I can take my markdown sections, ask the LLM to generate embeddings, and push these into the vector DB. I also need to create a schema in Milvus, and the values here are almost certainly suboptimal.
db = Milvus::Client.new(
url: 'http://localhost:19530'
)
# in reality, ask Milvus if the collection exists first
# before creating it
db.collections.create(
collection_name: 'hr',
auto_id: true,
fields: [
{
fieldName: "id",
isPrimary: true,
autoID: false,
dataType: "Int64"
},
{
fieldName: "text",
dataType: "VarChar",
elementTypeParams: {
max_length: "10000"
}
},
{
fieldName: "vector",
dataType: "FloatVector",
elementTypeParams: {
dim: 3072
}
}
]
)
paras = File.read('hr-rules.md').split('# ').reject(&:empty?)

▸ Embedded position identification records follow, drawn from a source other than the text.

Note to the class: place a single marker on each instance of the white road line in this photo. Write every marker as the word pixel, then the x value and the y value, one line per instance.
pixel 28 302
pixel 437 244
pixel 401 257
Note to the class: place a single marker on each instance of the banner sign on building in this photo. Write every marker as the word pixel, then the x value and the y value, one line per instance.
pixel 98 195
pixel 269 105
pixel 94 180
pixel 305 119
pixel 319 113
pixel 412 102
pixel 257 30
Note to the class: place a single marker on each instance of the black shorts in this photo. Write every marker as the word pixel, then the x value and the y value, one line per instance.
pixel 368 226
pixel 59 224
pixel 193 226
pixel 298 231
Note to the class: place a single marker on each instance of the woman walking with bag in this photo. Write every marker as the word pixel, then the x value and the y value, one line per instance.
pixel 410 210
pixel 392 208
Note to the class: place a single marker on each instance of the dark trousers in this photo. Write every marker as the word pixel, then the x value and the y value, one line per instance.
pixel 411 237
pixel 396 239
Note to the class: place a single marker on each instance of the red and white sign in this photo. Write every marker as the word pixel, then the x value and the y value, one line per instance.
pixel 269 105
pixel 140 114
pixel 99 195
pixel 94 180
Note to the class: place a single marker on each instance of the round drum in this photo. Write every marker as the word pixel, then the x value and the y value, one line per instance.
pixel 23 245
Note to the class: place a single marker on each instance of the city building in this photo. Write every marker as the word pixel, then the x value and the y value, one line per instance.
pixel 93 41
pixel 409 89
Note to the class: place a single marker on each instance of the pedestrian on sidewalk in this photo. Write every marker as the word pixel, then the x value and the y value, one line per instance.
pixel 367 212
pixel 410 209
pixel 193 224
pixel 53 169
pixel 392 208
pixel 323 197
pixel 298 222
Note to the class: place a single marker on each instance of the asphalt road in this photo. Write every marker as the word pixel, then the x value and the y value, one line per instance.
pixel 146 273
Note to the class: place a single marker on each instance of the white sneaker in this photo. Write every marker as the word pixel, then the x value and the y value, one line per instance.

data = paras.map.with_index do |para, i|
puts "Adding document #{i}"
embeddings = llm.embed(text: para).embedding
{vector: embeddings, text: para} # returning a hash
end
db.entities.insert(collection_name: 'hr', data:)
Chatting
Now I want to chat to this thing. When a person asks a question, I’m going to search the vector DB to locate any context I can find. I’m going to collect these results and pass this with the user query. The assistant client will remember the thread of conversation from one interaction to the next.
# Ask Milvus to load the collection
db.collections.load(collection_name: 'hr')
embeddings = []
puts 'Ready to answer questions. Type "exit" to quit.'
loop do
query = gets
if query == "exit\n"
break
end
embeddings << llm.embed(text: query, model: 'llama3.2-3b-instruct').embedding
context = db.entities.hybrid_search(
collection_name: 'hr',
search: embeddings.map {
{ anns_field: 'vector',
data: [it], # Ruby v3.4 `it` block keyword
output_fields: ['text'],
limit: 5
} },
rerank: {
strategy: 'rrf',
params: { k: 10 }
},
limit: 5,
output_fields: ['text'])['data'].map {
it['text']
}.join("\n\n")
prompt = <<~PROMPT
Use the following pieces of information enclosed in <context> tags and from previous contexts to provide an answer to the question enclosed in <question> tags. Do not mention the <context> tags in your answer.
<context>
#{context}
</context>
<question>
#{query}
</question>
PROMPT
assistant.add_message_and_run!(content: prompt)
end
Now I can happily chat with the AI about the information I’ve stored and ask it questions about it.